N = df_nino.shape[0]
t0 = 1871
dt = 0.25
time = np.arange(0, N) * dt + t0
signal = df_nino.values.squeeze()
signal = signal - np.mean(signal)

# Set wavelet scales
scales = np.arange(1, 128)

# Plot the original signal
def plot_signal(time, signal, figname=None):
    fig, ax = plt.subplots(figsize=(15, 3))
    ax.plot(time, signal, label='signal')
    ax.set_xlim([time[0], time[-1]])
    ax.set_ylabel('Amplitude', fontsize=18)
    ax.set_xlabel('Time', fontsize=18)
    ax.legend()
    plt.savefig(figname if figname else 'signal_plot.png', dpi=300, bbox_inches='tight')
    plt.close()

plot_signal(time, signal)

Next, we apply Fourier Transform to the signal to compare the time-invariant frequency spectrum.
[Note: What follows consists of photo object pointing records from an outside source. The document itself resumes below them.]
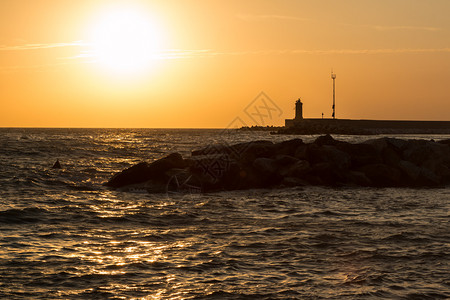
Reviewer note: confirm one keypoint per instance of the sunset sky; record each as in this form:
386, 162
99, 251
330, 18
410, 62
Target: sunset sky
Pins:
197, 64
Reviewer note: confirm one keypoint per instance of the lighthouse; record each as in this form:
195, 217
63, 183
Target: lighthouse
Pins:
333, 76
298, 110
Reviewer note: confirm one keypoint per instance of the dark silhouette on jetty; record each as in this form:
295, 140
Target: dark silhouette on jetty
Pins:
300, 125
382, 162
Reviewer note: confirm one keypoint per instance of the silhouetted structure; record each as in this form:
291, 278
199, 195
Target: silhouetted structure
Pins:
333, 76
298, 110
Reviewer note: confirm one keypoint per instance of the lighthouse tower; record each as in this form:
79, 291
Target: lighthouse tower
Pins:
298, 110
333, 76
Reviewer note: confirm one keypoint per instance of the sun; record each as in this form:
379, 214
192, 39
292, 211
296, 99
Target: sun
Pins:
125, 40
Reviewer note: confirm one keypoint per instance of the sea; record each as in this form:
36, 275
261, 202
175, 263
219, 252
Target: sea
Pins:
64, 235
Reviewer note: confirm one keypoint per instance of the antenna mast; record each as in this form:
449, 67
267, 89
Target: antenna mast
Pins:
333, 76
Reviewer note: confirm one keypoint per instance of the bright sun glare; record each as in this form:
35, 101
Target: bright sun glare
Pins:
125, 40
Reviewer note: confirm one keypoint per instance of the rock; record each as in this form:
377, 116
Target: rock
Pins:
288, 147
382, 175
265, 165
358, 179
361, 154
411, 170
56, 165
326, 140
302, 152
329, 154
294, 181
266, 169
143, 171
379, 162
298, 169
285, 160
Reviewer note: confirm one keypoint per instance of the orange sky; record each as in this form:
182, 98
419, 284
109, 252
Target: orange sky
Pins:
200, 64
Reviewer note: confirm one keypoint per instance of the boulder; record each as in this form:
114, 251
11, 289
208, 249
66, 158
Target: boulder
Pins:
382, 175
329, 154
143, 171
288, 147
379, 162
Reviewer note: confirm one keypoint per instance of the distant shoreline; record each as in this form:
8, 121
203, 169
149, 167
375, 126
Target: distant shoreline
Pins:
356, 127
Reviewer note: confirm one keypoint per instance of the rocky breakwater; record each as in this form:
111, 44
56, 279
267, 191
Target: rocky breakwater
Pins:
382, 162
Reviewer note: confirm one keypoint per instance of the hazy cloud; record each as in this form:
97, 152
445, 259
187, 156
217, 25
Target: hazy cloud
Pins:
251, 17
414, 28
173, 54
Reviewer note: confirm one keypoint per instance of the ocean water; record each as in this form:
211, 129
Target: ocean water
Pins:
63, 235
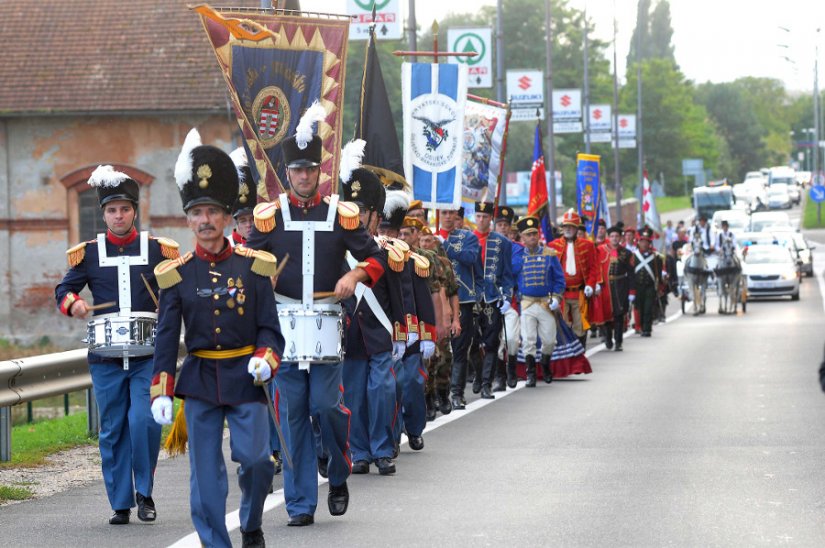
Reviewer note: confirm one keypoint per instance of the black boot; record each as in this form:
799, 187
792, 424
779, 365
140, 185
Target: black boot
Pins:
431, 411
530, 362
546, 372
444, 404
511, 371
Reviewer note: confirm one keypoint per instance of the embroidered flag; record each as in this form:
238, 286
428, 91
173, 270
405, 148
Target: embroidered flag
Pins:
434, 96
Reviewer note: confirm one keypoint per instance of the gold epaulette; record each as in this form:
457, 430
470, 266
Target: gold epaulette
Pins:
76, 254
169, 248
422, 265
264, 216
166, 272
263, 262
348, 215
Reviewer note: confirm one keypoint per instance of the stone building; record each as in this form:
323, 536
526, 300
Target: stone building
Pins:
83, 84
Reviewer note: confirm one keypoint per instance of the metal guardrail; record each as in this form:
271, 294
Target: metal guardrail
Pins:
34, 378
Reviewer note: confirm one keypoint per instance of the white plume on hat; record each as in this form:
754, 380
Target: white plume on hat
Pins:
183, 167
239, 159
303, 133
104, 176
351, 156
396, 199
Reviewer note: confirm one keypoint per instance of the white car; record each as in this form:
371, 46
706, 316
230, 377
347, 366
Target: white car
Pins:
768, 220
778, 196
771, 271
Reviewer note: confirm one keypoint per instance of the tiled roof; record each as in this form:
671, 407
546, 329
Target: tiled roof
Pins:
107, 56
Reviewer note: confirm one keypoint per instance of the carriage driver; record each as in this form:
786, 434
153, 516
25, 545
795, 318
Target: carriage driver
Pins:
112, 266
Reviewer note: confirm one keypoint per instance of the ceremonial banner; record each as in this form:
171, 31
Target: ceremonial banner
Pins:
275, 66
588, 189
434, 97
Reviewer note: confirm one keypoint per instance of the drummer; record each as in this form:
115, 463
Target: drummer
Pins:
332, 227
129, 438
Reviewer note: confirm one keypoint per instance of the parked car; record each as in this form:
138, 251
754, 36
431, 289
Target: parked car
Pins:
766, 220
778, 197
771, 272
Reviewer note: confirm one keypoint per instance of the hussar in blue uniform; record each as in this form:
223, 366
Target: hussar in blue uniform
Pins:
540, 281
233, 341
464, 252
121, 365
497, 290
316, 232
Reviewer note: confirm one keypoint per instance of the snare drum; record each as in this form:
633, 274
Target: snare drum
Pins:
114, 336
313, 336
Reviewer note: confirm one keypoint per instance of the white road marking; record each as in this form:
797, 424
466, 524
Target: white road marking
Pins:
276, 499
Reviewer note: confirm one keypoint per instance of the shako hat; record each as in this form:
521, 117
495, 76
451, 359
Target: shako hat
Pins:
113, 185
205, 175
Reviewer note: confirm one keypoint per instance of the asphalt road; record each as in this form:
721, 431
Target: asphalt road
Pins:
709, 433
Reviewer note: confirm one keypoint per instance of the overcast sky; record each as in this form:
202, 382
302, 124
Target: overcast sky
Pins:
715, 40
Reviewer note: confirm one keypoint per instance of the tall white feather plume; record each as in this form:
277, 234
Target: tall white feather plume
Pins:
396, 199
351, 156
183, 167
239, 159
106, 176
303, 133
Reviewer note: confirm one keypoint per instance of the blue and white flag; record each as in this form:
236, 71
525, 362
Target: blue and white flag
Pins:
434, 97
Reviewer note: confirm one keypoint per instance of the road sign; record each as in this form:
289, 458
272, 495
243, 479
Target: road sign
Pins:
387, 19
525, 89
817, 194
480, 67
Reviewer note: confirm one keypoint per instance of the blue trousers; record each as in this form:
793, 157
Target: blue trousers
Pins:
249, 445
411, 377
129, 437
369, 393
318, 392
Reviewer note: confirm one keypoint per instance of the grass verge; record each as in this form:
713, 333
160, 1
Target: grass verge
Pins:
32, 443
665, 204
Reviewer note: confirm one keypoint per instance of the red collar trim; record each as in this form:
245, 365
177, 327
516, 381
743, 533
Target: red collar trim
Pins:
205, 255
121, 240
304, 204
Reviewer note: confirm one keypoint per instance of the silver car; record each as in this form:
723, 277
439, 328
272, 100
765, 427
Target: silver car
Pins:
771, 271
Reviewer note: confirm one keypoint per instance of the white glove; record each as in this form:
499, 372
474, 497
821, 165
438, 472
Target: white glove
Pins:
259, 369
427, 349
398, 348
162, 410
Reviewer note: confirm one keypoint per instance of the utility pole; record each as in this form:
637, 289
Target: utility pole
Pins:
411, 34
616, 172
499, 53
586, 88
551, 148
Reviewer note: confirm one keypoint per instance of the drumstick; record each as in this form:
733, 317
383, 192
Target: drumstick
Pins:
149, 288
101, 305
281, 265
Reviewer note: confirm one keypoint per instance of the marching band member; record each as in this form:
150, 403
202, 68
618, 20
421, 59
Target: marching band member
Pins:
463, 250
621, 279
298, 221
111, 266
496, 258
648, 273
233, 341
578, 258
541, 283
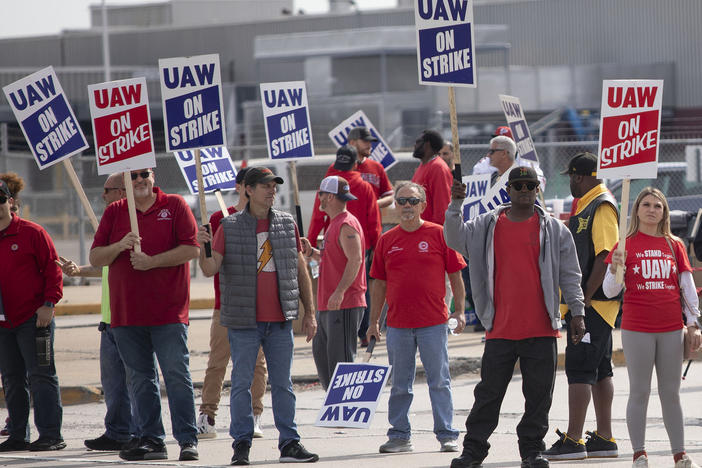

def get_fft_values(y_values, T, N, f_s):
    f_values = np.linspace(0.0, 1.0/(2.0*T), N//2)
    fft_values_ = np.fft.fft(y_values)
    fft_values = 2.0/N * np.abs(fft_values_[0:N//2])
    return f_values, fft_values

def plot_fft_plus_power(time, signal, figname=None):
    dt = time[1] - time[0]
    N = len(signal)
    fs = 1/dt
    f_values, fft_values = get_fft_values(signal, dt, N, fs)

    fig, ax = plt.subplots(2, 1, figsize=(15, 3))
    ax[0].plot(f_values, fft_values, label='Fourier Transform', color='r')
    ax[1].plot(f_values, fft_values**2, label='FFT Power Spectrum', color='k')
    ax[1].set_xlabel('Frequency [Hz]', fontsize=18)
    ax[1].set_ylabel('Power', fontsize=18)
    plt.savefig(figname if figname else 'fft_plus_power.png', dpi=300, bbox_inches='tight')
    plt.close()

plot_fft_plus_power(time, signal)

Finally, we use Wavelet Transform to visualize time-frequency localization.

def plot_wavelet(time, signal, scales, waveletname='cmor1.5-1.0', cmap=plt.cm.seismic, figname=None):
    dt = time[1] - time[0]
    coefficients, frequencies = pywt.cwt(signal, scales, waveletname, dt)
    power = np.abs(coefficients)**2
    period = 1. / frequencies

    fig, ax = plt.subplots(figsize=(15, 10))
    im = ax.contourf(time, np.log2(period), np.log2(power), cmap=cmap)
    ax.set_title('Wavelet Transform (Power Spectrum)', fontsize=20)
    ax.set_xlabel('Time', fontsize=18)
    ax.set_ylabel('Period (years)', fontsize=18)
    plt.colorbar(im, ax=ax)
    plt.savefig(figname if figname else f'wavelet_{waveletname}.png', dpi=300, bbox_inches='tight')
    plt.close()

plot_wavelet(time, signal, scales)

Final Observations

For the ENSO dataset, the analysis reveals significant power concentration in the 2–8 year period range, particularly before 1920. The power decreases thereafter, with the wavelet spectrogram showing a transition to shorter periods as time progresses.

In the Indian monsoon rainfall dataset, the power is more evenly distributed across periods but exhibits a similar shift to shorter periods over time. The Wavelet Transform effectively highlights these time-varying features that remain obscured in the Fourier Transform.